JPMorgan Asks Who'll Provide Market Liquidity as Review End Nearby
Banks may have to hold far more capital for Treasuries, JGBs
Basel Committee intends to finalize rules by year-end
Bond market liquidity may shrink if rule changes as proposed requiring banks to hold more capital to offset losses in their trading books are implemented, according to JPMorgan Chase & Co.
Global regulators are finalizing tougher guidelines after the financial crisis revealed that buffers against trading losses were insufficient. The changes may require banks to set aside 60 percent more capital for U.S. Treasury holdings and 90 percent more for Japanese government bonds, said Vanessa Le Lesle, head of regulatory affairs in the Asia-Pacific region for JPMorgan.
“We are talking about quite liquid sovereign bonds that would be quite impacted, so even worse for emerging markets,” Le Lesle said at a conference organized by International Swaps and Derivatives Association in Tokyo on Thursday. “All of that points to some reasons why banks would be less willing to provide liquidity.”
Investment banks are pulling back from businesses that aren’t sufficiently profitable as stricter rules hike up costs. Capital charges for market risk may increase by more than four times if regulators press ahead with the Fundamental Review of the Trading Book proposals, industry groups said Oct. 21. Credit Suisse Group AG last week decided to stop making a market in government bonds across Europe and Deutsche Bank AG is quitting trading agency residential mortgage-backed securities.
“If banks stop providing liquidity or reduce the liquidity provision, then who will provide it?” said Le Lesle. “We have already seen a shift to some other financial sector participants but not a full replacement of the banks.”
Stefan Ingves, who leads the Basel Committee of Banking Supervision, said Oct. 9 the new rule proposals will be finalized this year.
“We’re concerned about the impact this will have on market liquidity and various bank business lines,” Mark Gheerbrant, head of risk and capital at ISDA, said in an e-mailed statement earlier this month. “And the businesses that will be hardest hit will likely be those most important for the real economy, such as credit to small- and medium-sized entities, securitization and small-cap equities.”
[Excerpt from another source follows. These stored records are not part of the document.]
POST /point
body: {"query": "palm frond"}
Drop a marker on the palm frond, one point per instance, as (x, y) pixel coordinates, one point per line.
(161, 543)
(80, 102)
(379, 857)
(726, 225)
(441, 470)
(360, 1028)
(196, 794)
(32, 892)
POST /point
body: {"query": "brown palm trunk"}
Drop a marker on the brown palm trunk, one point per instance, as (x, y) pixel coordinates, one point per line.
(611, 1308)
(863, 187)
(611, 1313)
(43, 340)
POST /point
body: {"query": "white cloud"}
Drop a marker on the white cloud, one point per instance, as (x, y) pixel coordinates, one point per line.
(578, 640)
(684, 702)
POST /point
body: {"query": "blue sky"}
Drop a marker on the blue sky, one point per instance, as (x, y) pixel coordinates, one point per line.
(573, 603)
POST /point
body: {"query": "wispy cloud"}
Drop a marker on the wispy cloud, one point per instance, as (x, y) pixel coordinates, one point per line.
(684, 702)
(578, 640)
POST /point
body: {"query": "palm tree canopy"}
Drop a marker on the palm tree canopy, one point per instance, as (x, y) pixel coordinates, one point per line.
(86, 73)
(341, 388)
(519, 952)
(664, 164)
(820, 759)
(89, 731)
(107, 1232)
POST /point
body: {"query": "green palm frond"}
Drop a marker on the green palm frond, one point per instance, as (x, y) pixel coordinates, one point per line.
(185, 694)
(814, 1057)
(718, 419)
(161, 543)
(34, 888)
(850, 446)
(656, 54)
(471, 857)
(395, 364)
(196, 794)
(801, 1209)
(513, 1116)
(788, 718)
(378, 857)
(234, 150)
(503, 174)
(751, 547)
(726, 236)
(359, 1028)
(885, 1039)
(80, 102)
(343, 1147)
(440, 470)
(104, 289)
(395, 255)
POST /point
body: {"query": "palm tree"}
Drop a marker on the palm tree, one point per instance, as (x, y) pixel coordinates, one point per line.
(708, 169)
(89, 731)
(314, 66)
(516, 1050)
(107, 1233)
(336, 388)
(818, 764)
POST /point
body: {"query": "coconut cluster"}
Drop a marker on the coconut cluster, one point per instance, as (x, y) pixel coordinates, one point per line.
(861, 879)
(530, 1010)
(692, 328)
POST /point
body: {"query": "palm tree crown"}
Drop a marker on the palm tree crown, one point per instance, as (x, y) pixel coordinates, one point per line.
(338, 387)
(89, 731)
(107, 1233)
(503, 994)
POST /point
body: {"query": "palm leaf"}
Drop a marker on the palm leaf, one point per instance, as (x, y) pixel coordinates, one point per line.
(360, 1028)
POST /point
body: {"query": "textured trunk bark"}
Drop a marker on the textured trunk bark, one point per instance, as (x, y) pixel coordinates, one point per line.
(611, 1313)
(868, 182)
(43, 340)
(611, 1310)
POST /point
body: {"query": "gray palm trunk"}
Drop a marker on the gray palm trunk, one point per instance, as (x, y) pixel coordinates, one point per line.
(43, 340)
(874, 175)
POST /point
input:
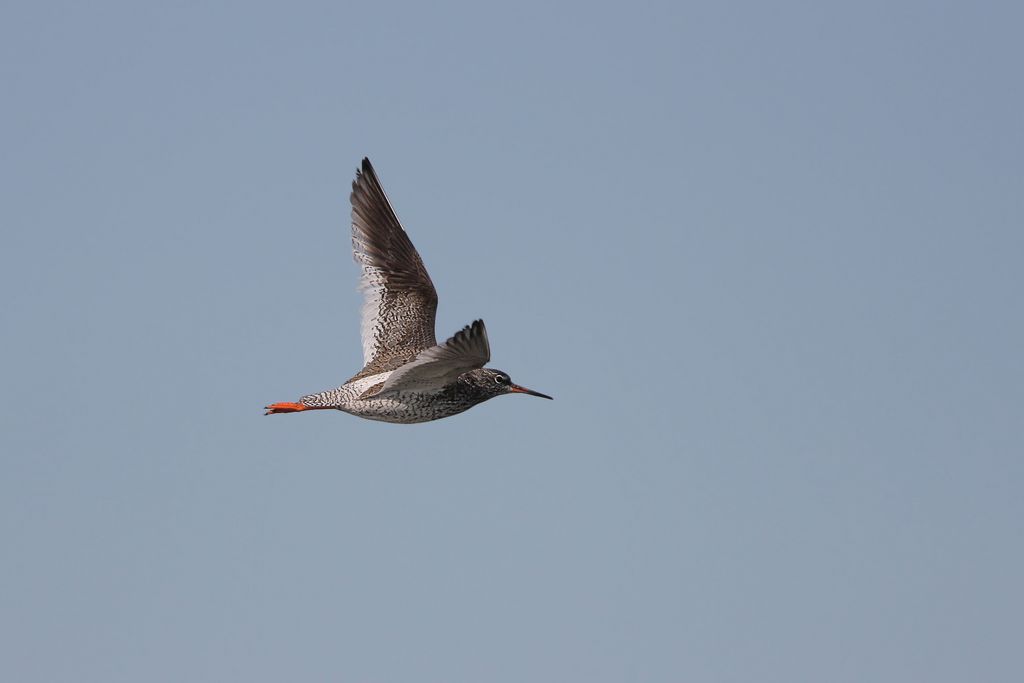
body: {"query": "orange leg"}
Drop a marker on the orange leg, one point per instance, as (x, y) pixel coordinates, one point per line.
(273, 409)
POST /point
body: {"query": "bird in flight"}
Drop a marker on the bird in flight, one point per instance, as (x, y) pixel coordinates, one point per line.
(408, 377)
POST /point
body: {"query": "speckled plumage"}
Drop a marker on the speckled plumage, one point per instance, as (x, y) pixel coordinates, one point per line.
(407, 377)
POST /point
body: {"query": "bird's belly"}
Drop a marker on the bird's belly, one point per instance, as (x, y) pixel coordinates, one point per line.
(404, 408)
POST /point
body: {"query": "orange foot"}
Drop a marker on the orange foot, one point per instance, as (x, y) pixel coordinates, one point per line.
(273, 409)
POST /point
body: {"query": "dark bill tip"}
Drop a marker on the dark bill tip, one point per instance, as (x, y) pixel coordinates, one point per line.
(518, 389)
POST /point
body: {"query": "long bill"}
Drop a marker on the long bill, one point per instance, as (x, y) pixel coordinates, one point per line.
(515, 388)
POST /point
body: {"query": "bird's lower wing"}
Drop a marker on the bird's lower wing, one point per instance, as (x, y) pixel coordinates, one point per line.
(438, 366)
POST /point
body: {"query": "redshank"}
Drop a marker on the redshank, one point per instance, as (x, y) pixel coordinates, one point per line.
(408, 377)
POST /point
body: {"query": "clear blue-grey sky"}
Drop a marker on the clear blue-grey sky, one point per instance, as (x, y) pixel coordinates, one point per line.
(767, 257)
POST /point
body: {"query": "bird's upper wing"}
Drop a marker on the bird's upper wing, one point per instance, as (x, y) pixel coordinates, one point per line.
(435, 367)
(399, 299)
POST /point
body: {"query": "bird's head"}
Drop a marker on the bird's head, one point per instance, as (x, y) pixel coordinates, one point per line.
(491, 383)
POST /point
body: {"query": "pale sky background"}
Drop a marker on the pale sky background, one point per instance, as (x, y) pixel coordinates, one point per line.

The new rules may especially impede emerging nations that are still trying to develop their capital markets, said Le Lesle. JPMorgan is working closely with regulators in a “constructive way” to address concerns, she said.
Stricter international bank-capital regulations have already meant banks have less capacity to back their market-making business, where part of the role involves warehousing risk. The result is that prices can be more volatile for money managers and private investors.